After two back-to-back devastating fire seasons, the Province of B.C. is beginning to ante up in preparation for the 2019 season.
On May 24th, twelve students from Port Alberni received their Wildfire Crew Member Training certificates from North Island College, giving them the certification needed for entry-level positions as wildland firefighters.
North Island College offered the four-week program at both their Campbell River and Port Alberni campuses, and through funding from the Community Workforce Response Grant, were able to train 24 students, half at one campus, and half at the other. Natural resource management firm Strategic Natural Resource Consultants received a $126,000 grant from the CWRG to deliver wildfire suppression and safety, wildfire entrapment and avoidance, and wildfire crew member training.
While the course was focused on forest firefighting, it also offered training in helicopter safety, WHMIS, and the incident command system, as well as assistance in proper resume building. Students also received training and certificates for their Occupational First Aid Level 1, transportation endorsement, Red Cross Standard First Aid with CPR Training, and power saw safety.
“The best part was probably building a proper resume and cover letter,” says Kenneth Joe, one of the 12 Port Alberni students.
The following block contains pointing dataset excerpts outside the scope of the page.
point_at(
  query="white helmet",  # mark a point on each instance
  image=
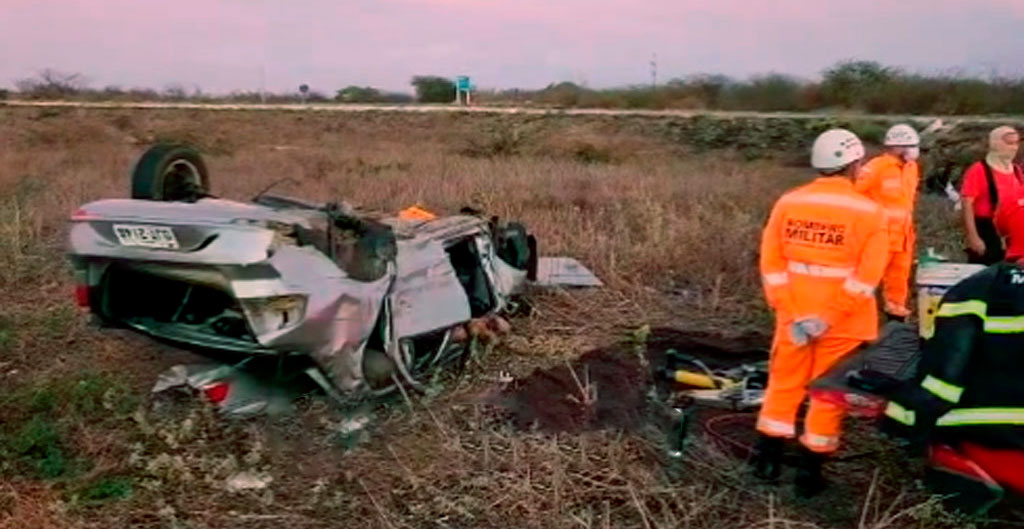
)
(902, 136)
(835, 149)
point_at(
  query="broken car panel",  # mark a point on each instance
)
(358, 294)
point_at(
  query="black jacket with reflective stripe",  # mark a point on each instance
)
(970, 384)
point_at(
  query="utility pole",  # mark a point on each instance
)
(653, 70)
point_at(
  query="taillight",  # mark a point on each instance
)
(275, 313)
(82, 295)
(217, 392)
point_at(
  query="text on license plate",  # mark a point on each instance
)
(148, 236)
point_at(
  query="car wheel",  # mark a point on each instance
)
(170, 172)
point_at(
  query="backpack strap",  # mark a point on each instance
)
(993, 191)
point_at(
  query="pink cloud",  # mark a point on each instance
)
(223, 44)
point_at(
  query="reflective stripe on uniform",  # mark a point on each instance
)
(776, 428)
(974, 416)
(993, 324)
(963, 308)
(942, 389)
(840, 201)
(819, 442)
(900, 413)
(1004, 324)
(818, 270)
(854, 287)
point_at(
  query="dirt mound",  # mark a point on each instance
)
(606, 388)
(601, 389)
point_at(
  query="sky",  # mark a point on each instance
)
(226, 45)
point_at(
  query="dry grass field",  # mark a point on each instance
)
(673, 234)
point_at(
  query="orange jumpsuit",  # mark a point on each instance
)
(822, 254)
(893, 183)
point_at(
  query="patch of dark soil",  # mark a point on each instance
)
(603, 389)
(607, 388)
They had spent a couple of days learning about proper resume building, creating their own personalized headers and best approaches to typing up cover letters for a professional look and a strong start to a career in wildland fire fighting.
The 2017 and 2018 fire seasons were some of the worst years in history, with a total of over 2.5 million hectares destroyed, and the B.C. province is taking steps to prevent further destruction. The 2019 budget made increases to include training programs like the Wildfire Crew Member Training at NIC, and to increase crew sizes, aerial capacity, and more innovative technology in preparation for the summer season.
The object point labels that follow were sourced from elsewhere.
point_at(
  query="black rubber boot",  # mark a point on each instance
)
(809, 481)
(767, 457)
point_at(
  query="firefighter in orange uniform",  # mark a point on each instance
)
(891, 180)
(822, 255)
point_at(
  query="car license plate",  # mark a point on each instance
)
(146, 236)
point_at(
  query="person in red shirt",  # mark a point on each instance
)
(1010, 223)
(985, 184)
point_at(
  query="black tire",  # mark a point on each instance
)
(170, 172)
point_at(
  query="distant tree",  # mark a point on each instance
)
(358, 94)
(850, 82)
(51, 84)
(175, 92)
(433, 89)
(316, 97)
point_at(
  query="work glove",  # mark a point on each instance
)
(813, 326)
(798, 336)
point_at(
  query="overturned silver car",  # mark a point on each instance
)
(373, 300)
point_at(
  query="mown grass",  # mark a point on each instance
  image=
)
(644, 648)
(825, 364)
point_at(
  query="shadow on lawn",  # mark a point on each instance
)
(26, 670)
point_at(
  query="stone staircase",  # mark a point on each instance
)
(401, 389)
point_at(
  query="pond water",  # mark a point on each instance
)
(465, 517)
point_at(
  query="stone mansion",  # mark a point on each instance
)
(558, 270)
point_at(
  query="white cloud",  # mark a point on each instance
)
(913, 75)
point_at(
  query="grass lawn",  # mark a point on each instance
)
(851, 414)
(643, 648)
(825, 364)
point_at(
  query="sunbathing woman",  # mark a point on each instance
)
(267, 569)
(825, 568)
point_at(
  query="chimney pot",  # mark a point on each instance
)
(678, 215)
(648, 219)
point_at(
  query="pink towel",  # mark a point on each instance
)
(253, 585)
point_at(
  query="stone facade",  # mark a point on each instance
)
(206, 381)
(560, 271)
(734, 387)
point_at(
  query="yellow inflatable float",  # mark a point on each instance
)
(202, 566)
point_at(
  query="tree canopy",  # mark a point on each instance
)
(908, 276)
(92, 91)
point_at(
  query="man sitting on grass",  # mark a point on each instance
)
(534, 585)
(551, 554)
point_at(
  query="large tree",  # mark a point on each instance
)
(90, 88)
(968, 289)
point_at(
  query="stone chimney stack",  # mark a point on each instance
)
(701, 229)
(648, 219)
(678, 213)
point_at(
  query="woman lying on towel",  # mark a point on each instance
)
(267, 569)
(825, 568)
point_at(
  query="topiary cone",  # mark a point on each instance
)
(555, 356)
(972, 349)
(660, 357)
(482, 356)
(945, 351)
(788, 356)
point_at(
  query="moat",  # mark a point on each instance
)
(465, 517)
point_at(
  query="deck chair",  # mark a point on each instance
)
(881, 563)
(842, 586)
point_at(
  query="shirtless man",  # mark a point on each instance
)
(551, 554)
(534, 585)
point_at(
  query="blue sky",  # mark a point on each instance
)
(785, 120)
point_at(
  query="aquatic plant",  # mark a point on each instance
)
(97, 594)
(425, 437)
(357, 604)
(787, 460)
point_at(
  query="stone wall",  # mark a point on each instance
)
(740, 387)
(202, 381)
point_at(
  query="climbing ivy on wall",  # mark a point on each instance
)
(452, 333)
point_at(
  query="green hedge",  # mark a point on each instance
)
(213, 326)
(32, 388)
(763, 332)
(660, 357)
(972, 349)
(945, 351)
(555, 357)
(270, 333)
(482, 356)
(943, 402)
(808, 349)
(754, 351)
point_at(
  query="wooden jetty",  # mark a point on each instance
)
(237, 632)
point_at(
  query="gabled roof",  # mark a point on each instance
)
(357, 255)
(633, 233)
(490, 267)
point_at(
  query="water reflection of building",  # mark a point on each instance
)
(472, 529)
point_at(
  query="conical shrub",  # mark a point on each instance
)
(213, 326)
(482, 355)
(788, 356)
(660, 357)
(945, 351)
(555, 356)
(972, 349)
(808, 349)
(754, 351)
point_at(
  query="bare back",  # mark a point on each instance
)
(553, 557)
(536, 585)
There are 12 graduating students of the Wildfire Crew Member Training program in Port Alberni, but only 11 were at the ceremony, as one of the students had already left to join a wildfire crew.
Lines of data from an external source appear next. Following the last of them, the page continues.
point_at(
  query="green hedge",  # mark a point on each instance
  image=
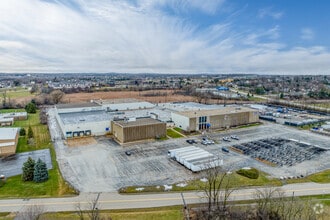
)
(249, 173)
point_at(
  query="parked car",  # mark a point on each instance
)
(226, 139)
(234, 137)
(191, 141)
(207, 142)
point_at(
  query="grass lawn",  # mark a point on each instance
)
(161, 213)
(173, 134)
(236, 181)
(55, 186)
(16, 93)
(11, 110)
(41, 134)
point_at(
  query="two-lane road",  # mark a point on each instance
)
(117, 201)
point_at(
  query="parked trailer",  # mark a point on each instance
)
(194, 158)
(182, 158)
(205, 165)
(172, 153)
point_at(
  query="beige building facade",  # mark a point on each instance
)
(214, 119)
(128, 130)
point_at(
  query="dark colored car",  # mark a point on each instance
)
(191, 141)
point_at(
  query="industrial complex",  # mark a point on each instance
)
(215, 118)
(7, 119)
(131, 120)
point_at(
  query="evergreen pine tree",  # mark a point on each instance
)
(40, 172)
(28, 170)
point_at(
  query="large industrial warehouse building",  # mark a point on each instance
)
(215, 118)
(8, 141)
(94, 118)
(128, 130)
(83, 119)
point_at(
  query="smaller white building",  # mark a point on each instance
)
(195, 158)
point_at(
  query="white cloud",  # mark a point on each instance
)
(307, 34)
(119, 36)
(269, 12)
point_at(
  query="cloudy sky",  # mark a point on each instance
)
(165, 36)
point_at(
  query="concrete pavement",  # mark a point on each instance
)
(117, 201)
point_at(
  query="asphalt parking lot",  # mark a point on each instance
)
(105, 167)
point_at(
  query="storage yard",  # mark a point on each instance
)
(279, 151)
(289, 116)
(105, 166)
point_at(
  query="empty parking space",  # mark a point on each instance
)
(12, 166)
(105, 166)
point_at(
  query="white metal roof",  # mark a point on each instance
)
(7, 144)
(8, 133)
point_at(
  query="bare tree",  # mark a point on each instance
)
(30, 212)
(217, 191)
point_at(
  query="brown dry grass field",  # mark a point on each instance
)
(154, 96)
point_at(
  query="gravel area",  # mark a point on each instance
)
(105, 167)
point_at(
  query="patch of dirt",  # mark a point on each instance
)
(84, 141)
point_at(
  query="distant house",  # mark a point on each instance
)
(8, 141)
(7, 119)
(222, 88)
“I consider this a ‘just in time’ program,” says Lynne MacFadgen, NIC’s regional director in continuing education and training, in reference to the wildfires already burning in northern Alberta. Even B.C. has suffered from over 150 forest fires under 0.009 hectares since April 1st.
The program in Port Alberni was led by Henry Grierson, wildfire management specialist with Strategic Natural Resource Consultants. Grierson began his career in wildfire fighting in 1979, and has been instructing courses similar to this at NIC for the last six years. Grierson had taught mostly forestry-related courses, such as NIC’s four-month Coastal Forest Resource certificate program, and this is the first time NIC had offered a course specific to wildfire fighting.
“Remember to keep your eyes open, and use what you have learned,” Grierson says to his graduating students, congratulating the newest batch of wildfire crew members.